Дело ее ясно определилось. Отныне она шла с хутора на хутор не странницей в поисках приюта, не беглянкой… Какое ж это было дело? Что она могла — бездомная, калека, преследуемая, живущая под постоянной угрозой быть выданной, схваченной?..
Могла беседовать с людьми, рассказывать про Сталинград, про фашистские лагеря. Могла утешать людей, советовать, укреплять их дух. Все это она уже делала. При каждом удобном случае старалась делать; теперь же, вернувшись из степи, она утвердилась в этом как в своем прямом назначении. Словно бы она для этого здесь находилась.
Но было и другое. Она могла не только подбадривать, она должна была и тревожить, спрашивать с людей, не только утешать, но и взывать к их совести. Она не сторонилась ненадежных, малодушных. Она шла к ним и предупреждала, чтобы они не помогали немцам. Она тревожила, даже угрожала. Она строго допрашивала, она стыдила. Можно было подумать, что она являлась как представитель, как специально посланная, засланная, уполномоченная.

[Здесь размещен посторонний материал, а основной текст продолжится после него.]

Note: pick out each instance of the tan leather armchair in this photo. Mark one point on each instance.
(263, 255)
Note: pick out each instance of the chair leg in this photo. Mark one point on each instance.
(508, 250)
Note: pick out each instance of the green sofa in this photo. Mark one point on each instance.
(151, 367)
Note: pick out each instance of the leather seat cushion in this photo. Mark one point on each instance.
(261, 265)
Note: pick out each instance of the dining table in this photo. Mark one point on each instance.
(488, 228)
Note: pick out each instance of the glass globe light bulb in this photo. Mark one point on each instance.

Она предлагала прекратить всякую помощь немцам. Скоро, имейте в виду, очень скоро придется за эту помощь, за пособничество ответить! Придут наши и спросят.
Зайдя к своей хозяйке Варваре, она застала ее за шитьем немецкого мундира.
— Зачем вы это делаете? Какая нужда вам? — допытывалась Клава. — Вы что, голодная сидите? Разве вас немцы заставляют?
— Вот именно заставляют, — сказала хозяйка.
— Ничего подобного. Вы сами взялись. Я вас предупреждаю: пока не поздно, отдайте им обратно.
— Что значит — «не поздно»? Да ты кто? Какое твое дело?
— А то, что вас будут считать фашистской прислужницей. Как вы станете оправдываться? Хотя бы — перед мужем? Он же у вас коммунист. Думаете, он вам простит?
Хозяйка кричала, гнала ее, плакала. Вернуть немцам «фрицевки» она не решалась, но и Клавы боялась. Казалось — чего проще отделаться от Клавы: стоило шепнуть кое-кому, и в тот же день ее забрали бы в гестапо, она исчезла бы навсегда. Толкни ее — она упадет, такая слабая, чего ее бояться, стукни — и не встанет… Однако это ничего бы не изменило. В том-то и сила ее была, и все это чувствовали. Она была не она, не Клава Вилор, или Катя, как называлась она в тех местах, она была всего лишь напоминание о долге. Ее воспринимали как нечто почти безликое, почти служебное, вестник, голос предостережения.
Она приходила к женщинам, которые работали при немецких столовых, прачечных, госпиталях, на дорогах, в мастерских, требовала саботировать, предлагала не выходить на работу. Некоторые соглашались, другие уступали, устрашенные ее угрозами, третьи возмущались, кричали ей: а кто детей кормить будет? Она? Лозунгами их не накормишь. И листовку им не сваришь. Детям каждый день что-то надо жевать. Сама-то она небось чужой милостью кормится, не от Красной Армии довольствие получает.
Ее не щадили. Она понимала безвыходность их жизни, но глухо стояла на своем: нельзя работать на немцев. А дети? Как быть с детьми, со стариками, они, что же, должны помереть? Да, лучше помереть, издохнуть… Как же она может, мать она или изверг? А как они могут: ведь дети подрастут, им скажут — вот чем мать ваша занималась в войну, — так они вас проклянут, будут стыдиться.